The first hymn signals the procession of gold-robed priests preceded by a deacon enthusiastically swinging a censer. The smell and smoke of incense soon permeates the church. The final priest holds high the Infant who later will be nestled into the manger. Mass has begun. The Pascal candle is lit from the four Advent candles – three purple and one pink.
Mass in Spanish reminds me of my childhood when Mass was in Latin. Now, as then, the mystery of the words is balanced by the familiarity of the rituals. I am well-practiced in sit-stand-kneel. At the Peace, Paul and I hug and he whispers, “What do we say?” “How about Feliz Navidad?” I whisper in reply. We turn to the nuns in the pew behind us and grasp their hands. “Feliz Navidad,” we say. The nuns look confused. It occurs to me that because the Infant has not yet technically been born, e.g. placed in the manger, it’s not time to say “Feliz Navidad” yet. Oh well. Gringo mistake.

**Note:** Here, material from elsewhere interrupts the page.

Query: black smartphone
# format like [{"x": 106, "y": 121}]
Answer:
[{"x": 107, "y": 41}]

Getting Ready to Place the Infant in the Manger
In Front of the Grecia Town Square Creche
At the end of Mass, the women around me take out their infant statues and the priest blesses them. One woman kneeling nearby clutches her baby Jesus and sobs. Others hold theirs with their husbands or children, a family tradition. The choir begins “Little Drummer Boy” and the procession to bring the infant to the crèche begins. After Jesus is placed in the manger, the church bells ring out and people begin filing out. Now is the time for “Feliz Navidad.” People greet each other jubilantly. They will go home and gently place their Infants into the mangers. Jesus, not Santa, will bring gifts to the children.
Paul Videotapes Worshippers Leaving Mass
We head down the church steps to see if Jesus has shown up in the town crèche. Not yet. People are posing for pictures and we do too. I haven’t discovered how and when Jesus gets into the town crèche. Is there another procession at midnight on the dot? Is he snuck in by one of the town maintenance workers? I just know that in the morning, when families come to stroll the town square, Jesus will be there. Being, not doing.

Our Patio, Where We Watch the Stars
Paul and I return home and have eggnog and homemade Polish raisin bread (from the one precious loaf we’re not giving away) on our patio. The sky is inky black; sparkling with millions of stars. A bright planet glistens above the town square now distant in the valley. Waiting for Jesus.